Your decision has cost the state billions in revenue and program savings annually (amounts vary by sources) that could help more financially-struggling community hospitals remain viable and keep more people healthy and working.

Mississippi is by far the nation’s poorest and unhealthiest state. Our hospitals treat many people without private health insurance for medical services. Paying out-of-pocket is impossible, thus this uncompensated care costs the hospitals dearly.

Medicaid would be the sick’s safety net and create a vibrant revenue stream for these desperate hospitals. An analysis by the Commonwealth Fund, a healthcare think-tank, says expansion “is a better deal (for the state) than ever before, in addition to increasing insurance coverage … (resulting) in zero net cost to the state for more than six years.”

Commonwealth also says: “Most states will have a hard time saying no … because the federal government has pledged to pay unusually high matching rates for people who are newly eligible. For the first three years, the federal government will pay all of the costs for people who gain eligibility … The matching rate will gradually decline after that but is not supposed to ever fall below 90 percent.”

Governors in 40 other states have expanded Medicaid to one degree or another. Many are Republicans like you. This isn’t political, although it certainly seems so along with most everything else these days. Can 40 other governors all be wrong?

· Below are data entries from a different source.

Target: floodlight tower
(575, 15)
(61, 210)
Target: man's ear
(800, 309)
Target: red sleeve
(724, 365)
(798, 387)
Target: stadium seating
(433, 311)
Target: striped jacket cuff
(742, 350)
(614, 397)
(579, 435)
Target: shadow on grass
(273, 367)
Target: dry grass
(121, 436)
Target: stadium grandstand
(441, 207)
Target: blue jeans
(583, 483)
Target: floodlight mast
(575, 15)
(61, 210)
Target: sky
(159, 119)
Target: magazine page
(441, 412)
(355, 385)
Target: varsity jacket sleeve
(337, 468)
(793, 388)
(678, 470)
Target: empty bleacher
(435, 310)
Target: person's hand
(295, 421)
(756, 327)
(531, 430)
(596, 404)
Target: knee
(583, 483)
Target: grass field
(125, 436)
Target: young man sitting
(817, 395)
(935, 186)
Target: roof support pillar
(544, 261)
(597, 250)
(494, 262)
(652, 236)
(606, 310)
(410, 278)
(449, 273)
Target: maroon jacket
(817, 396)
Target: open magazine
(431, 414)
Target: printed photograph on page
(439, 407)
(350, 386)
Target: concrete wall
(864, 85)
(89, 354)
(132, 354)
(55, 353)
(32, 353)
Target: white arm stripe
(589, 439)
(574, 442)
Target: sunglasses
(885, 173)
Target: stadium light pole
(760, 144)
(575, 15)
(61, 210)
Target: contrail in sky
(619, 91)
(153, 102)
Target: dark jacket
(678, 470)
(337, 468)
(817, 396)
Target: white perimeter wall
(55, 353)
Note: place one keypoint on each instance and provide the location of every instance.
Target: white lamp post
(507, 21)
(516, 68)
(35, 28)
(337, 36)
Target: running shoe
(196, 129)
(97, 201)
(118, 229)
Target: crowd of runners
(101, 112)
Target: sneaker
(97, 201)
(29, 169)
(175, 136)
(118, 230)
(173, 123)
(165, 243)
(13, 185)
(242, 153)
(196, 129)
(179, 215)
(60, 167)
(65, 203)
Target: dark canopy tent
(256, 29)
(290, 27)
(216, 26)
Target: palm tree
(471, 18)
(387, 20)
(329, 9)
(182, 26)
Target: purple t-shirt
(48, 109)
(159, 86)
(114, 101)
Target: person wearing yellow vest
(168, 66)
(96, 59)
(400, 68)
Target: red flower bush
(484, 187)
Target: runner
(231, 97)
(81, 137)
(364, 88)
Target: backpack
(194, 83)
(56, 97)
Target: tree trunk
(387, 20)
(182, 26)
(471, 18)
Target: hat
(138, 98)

Georgia has recently expanded Medicaid, but only to those people who have agreed to work or take job training or college classes. The work requirement has been slow in developing, but at least two other states, Kansas and Arkansas, are also considering such a plan.

Mississippi could try a similar program. It is time, Governor, for you to do the right thing and get past this issue that has divided our state’s people for too long.

Mr. Reeves, please go ahead and work out an arrangement on this while you can. You don’t even have to wait on the Legislature. There’s time for you to beat them to the punch.